Screen capture from the Sea Level Trends tool

Sea Level Trends

View regional trends showing the direction and magnitude of sea level change at 240 sites around the world. Click any site for a detailed time-series graph and the long-term linear trend.

The NOAA Center for Operational Oceanographic Products and Services has been measuring sea level for over 150 years, with tide stations of the National Water Level Observation Network operating on all U.S. coasts. Changes in mean sea level, either a sea level rise or sea level fall, have been computed at 128 long-term water level stations using a minimum span of 30 years of observations at each location. These measurements have been averaged by month to remove the effect of higher frequency phenomena (e.g., storm surge) in order to compute an accurate linear sea level trend. The trend analysis has also been extended to 240 global tide stations using data from the Permanent Service for Mean Sea Level (PSMSL).

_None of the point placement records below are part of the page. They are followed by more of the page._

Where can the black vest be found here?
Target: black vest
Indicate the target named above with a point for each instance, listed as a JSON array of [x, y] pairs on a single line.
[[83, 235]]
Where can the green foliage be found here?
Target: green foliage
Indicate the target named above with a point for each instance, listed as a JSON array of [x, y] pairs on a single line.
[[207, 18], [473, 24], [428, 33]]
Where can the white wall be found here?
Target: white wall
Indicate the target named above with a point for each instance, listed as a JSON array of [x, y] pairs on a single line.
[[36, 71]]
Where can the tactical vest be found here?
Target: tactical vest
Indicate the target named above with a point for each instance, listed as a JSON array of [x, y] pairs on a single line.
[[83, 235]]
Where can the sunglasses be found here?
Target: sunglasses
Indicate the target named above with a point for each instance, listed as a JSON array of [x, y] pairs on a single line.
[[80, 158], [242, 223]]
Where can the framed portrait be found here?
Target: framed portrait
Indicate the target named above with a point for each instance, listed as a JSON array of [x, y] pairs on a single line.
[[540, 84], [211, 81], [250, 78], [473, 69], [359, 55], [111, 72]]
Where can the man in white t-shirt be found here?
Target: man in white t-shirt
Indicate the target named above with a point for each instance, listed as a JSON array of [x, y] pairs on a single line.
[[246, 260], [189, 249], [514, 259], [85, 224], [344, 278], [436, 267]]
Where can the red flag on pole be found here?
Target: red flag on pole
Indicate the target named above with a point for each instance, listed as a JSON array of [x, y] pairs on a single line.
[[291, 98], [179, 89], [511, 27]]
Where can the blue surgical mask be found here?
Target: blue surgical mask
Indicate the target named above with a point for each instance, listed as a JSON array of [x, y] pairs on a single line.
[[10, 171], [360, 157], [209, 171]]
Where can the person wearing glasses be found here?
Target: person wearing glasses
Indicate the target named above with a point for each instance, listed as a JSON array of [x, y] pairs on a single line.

The mean sea level trends measured by tide gauges that are presented on this website are local relative mean sea level trends, as opposed to the global sea level trend. Tide gauge measurements are made with respect to a local fixed reference level on land; therefore, if there is some long-term vertical land motion occurring at that location, the relative mean sea level trend measured there is a combination of the global sea level rate and the local vertical land motion. The global sea level trend has been recorded by satellite altimeters since 1992, and the latest calculation of the trend can be obtained from NOAA's Laboratory for Satellite Altimetry, along with maps of the regional variation in the trend. The University of Colorado's Sea Level Research Group compares global sea level rates calculated by different research organizations and provides detailed explanations about the issues involved.